C’era forse affollamento ieri pomeriggio?

«Nelle prime ore c’erano mio padre ed un altra persona soltanto. Arrivava qualche ambulanza ogni tanto. Ma era tutto molto tranquillo, almeno da quello che vedevo da fuori.

Intorno alle 19 la situazione si è fatta più complicata e sono arrivate più persone».

Nel frattempo come faceva ad avere notizie di suo padre?
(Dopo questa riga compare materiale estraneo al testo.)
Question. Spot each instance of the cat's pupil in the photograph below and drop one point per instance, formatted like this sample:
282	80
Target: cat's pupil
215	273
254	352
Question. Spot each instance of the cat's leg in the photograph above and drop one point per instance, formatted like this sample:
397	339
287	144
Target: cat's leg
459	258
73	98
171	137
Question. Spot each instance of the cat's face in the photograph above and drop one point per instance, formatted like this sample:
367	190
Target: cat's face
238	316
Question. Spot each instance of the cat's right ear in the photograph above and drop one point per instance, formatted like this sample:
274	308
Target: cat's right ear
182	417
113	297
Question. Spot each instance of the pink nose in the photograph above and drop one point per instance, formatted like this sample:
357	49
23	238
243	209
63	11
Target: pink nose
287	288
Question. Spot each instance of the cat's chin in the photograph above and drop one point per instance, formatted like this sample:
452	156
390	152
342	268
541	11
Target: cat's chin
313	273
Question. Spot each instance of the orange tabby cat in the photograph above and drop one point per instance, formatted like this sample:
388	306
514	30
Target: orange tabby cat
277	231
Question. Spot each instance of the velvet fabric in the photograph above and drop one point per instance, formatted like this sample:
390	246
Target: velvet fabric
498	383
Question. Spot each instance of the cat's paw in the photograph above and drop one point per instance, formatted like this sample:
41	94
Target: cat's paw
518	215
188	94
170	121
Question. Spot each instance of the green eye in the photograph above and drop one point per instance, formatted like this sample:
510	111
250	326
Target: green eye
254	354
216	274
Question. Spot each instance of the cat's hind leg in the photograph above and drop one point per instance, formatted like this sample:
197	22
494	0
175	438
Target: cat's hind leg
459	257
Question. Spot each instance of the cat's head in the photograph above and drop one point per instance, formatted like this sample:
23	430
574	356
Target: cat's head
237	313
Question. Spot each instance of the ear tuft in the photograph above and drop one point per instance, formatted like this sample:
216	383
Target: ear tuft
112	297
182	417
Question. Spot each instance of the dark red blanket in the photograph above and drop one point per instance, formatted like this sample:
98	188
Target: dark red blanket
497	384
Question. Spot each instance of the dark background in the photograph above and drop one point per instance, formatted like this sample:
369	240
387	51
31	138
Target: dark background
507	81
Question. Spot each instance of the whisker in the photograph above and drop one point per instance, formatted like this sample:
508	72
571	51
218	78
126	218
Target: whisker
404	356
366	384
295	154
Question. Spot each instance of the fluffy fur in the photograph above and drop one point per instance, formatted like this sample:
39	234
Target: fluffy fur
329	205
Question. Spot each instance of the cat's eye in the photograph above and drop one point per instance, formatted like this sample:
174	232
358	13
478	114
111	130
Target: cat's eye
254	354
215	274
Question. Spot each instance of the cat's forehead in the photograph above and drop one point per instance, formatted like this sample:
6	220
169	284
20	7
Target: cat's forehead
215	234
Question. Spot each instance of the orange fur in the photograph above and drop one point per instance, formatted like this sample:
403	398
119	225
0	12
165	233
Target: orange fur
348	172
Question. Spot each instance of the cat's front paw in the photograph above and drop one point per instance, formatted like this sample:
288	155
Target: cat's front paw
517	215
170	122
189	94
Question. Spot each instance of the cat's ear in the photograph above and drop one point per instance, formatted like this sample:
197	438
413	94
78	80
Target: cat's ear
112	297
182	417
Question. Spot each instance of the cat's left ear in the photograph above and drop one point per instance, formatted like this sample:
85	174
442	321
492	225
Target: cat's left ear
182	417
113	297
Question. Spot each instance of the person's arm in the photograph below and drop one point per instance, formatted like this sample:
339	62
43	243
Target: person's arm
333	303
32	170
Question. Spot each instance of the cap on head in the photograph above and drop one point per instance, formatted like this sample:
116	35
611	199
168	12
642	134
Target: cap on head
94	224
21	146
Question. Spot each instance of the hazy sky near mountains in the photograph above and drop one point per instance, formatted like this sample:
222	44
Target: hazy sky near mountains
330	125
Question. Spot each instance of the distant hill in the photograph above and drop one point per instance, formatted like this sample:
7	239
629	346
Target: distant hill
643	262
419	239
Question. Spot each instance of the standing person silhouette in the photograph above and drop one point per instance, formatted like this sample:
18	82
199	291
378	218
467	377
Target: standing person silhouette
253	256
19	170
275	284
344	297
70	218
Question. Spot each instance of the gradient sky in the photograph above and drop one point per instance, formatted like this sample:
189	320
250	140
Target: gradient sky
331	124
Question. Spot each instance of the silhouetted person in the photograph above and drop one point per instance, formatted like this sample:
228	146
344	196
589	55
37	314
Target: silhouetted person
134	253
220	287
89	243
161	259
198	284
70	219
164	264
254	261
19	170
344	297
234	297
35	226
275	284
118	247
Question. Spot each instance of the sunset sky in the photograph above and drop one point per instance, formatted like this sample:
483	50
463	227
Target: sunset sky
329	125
«Ci sentivamo al telefono. Io dalle scalette, lui nella sala d’attesa.

Verso le 20 mi ha detto che aveva sete. Ho provato ad entrare per prendere una bottiglietta dal distributore automatico.

Mio padre non lo sa fare.

Ma niente. Allora sono dovuta entrare nell’ingresso principale dell’ospedale, dove ci sono distributori al piano terra. Mi hanno preso la temperatura ed ho dovuto compilare l’autocertificazione.

Per prendere la bottiglietta, mio padre è dovuto uscire dalla sala d’attesa.

Forse è stata questa la cosa che mi ha dato più fastidio.

Possibile che all’interno non c’era nessuno che potesse aiutarlo?»

Il Pronto Soccorso, si sa, è sotto organico e intasato. Lo era prima del Coronavirus e sta tornando agli stessi ritmi quando nei cittadini è passata la paura del contagio. Stanno tornando molti codici verde che potrebbero rivolgersi alla medicina territoriale. Ma in questo caso, comunque sarebbe stata richiesta una lastra.

E la Radiologia è ancora peggio, in questo momento, del Pronto Soccorso. Era stato lo stesso primario, Carlo Marinucci, a lanciare l’allarme. Non c’è tempo nè personale per smaltire le liste di attesa, rimaste indietro e di parecchio durante il lockdown.